The Merino Trial treated almost 400 patients with life-threatening superbugs at the Royal Brisbane and Women’s Hospital and 25 other hospitals in a total of nine countries. By adjusting the antibiotic used to treat antibiotic-resistant strains of Klebsiella and E. coli, researchers were able to reduce patient fatality rates from 12.3% to 3.7%.

“We found that prescribing the common antibiotic meropenem was more effective against the superbug than other antibiotic treatments, and drastically increased the rate of survival,” Prof Paterson revealed. Meropenem is inexpensive and is available in all Australian hospitals.

UQ Postdoctoral Research Fellow Dr Patrick Harris said the trial’s success was due to strong international collaborations, which helped broaden the study to include countries where antibiotic resistance is common and emerging as a major threat to public health.

The results will now be used as the foundation of a new trial in Singapore, Thailand and Australia. The new trial seeks to address the emerging problem of carbapenem resistance, which is especially prevalent in South East Asia.

Meanwhile, researchers from China’s Chongqing University have identified a fungal compound called albomycin δ2 as a promising antibiotic candidate. Published in the journal Nature Communications, their study showed it was possible to efficiently obtain the compound in the laboratory, and subsequently tested its activity against various bacteria in cell culture.

Typically, antibiotics are natural substances with chemically sophisticated structures; however, this makes it hard to reproduce them synthetically (that is, in the laboratory from scratch). Yun He and colleagues have now reported a technique to synthesise albomycins — a group of fungal compounds with prominent antibacterial activity.

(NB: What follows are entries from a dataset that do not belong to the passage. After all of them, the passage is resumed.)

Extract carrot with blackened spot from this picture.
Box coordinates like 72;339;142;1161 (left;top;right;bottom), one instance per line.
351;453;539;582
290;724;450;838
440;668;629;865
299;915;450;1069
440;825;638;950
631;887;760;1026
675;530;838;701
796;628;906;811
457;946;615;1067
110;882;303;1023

The authors succeeded in synthesising albomycins δ1, δ2 and ε, obtaining the substances in large enough amounts to allow them to test their antibiotic activity. Albomycin δ2 in particular demonstrated outstanding antibacterial activity, performing well against a variety of bacterial strains in cultured cells isolated from patients — including strains of E. coli, Streptococcus pneumoniae and Staphylococcus aureus.

Notably, albomycin δ2 outperformed several established antibiotics (including penicillin) in a test against methicillin-resistant S. aureus (MRSA) isolates. The minimum inhibitory concentration was generally lower than ciprofloxacin, vancomycin and penicillin.

The compound showed satisfactory inhibitory activity for MRSA bacteria obtained through clinical separation, with minimum inhibitory activity of 0.25 μg/mL. The antibacterial activity against S. pneumoniae even reached the ng/mL level.

Further tests are needed to see whether albomycin δ2 is safe and effective to use as a drug against bacterial infections, with early results looking promising. The university’s School of Pharmaceutical Science is now taking the lead to build up a pharmaceutical platform centring on bacterial resistance to develop albomycins compounds and other new type antibiotics to cope with bacterial resistance.